Talk:Numeric character reference
![]() | This article is rated Start-class on Wikipedia's content assessment scale. |
Numeric character conversor
[edit]Perl
[edit]For usual needs, there are a "1 line code" conversor for Perl:
while (<STDIN>) { s/(.)/(ord($1)>127)? ('&#'.ord($1).';'): $1/ge; print $_; }
(use %perl code.pl < fileIn.txt > fileOut.txt
)
It converts unicode or ISO Latim to XML-compatible ASCII.
JavaScript
[edit]function unicode_to_ncr(text){ var ncr_text = "" var text_length = text.length for(var index = 0; index < text_length; index++) { var character = text.charAt(index) var ncr_character = character.charCodeAt(0) if(ncr_character < 128) { ncr_text += character } else { ncr_text += "&#"+ncr_character+";" } } return ncr_text }
It, also, converts unicode or ISO Latin to XML-compatible ASCII.
Terminology?
[edit]The nomenclature used in this article is not the same as the basic SGML one. SGML has two proper names, "character reference", which is the numeric character reference described here, and "entity reference", which is a macro resolving to any sequence of characters.
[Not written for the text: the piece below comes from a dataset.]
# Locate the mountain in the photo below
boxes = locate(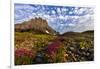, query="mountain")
[15,17,56,35]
The list of entity references used in HTML all resolve to exactly one character. But that doesn't make them special cases, as the phrase character entity reference implies; they just all happen to be one-character strings. Pim 2 (talk) 11:26, 11 December 2011 (UTC)
HTML 5
[edit]HTML 5 has a concrete list of numeric character references and what character they refer to, https://html.spec.whatwg.org/multipage/parsing.html#decimal-character-reference-start-state . I believe it's based on Windows-1252 or at least that encoding's effect on historical pages, and should eliminate the ambiguity of it being unclear what encoding to use SgeoTC 07:38, 8 May 2025 (UTC)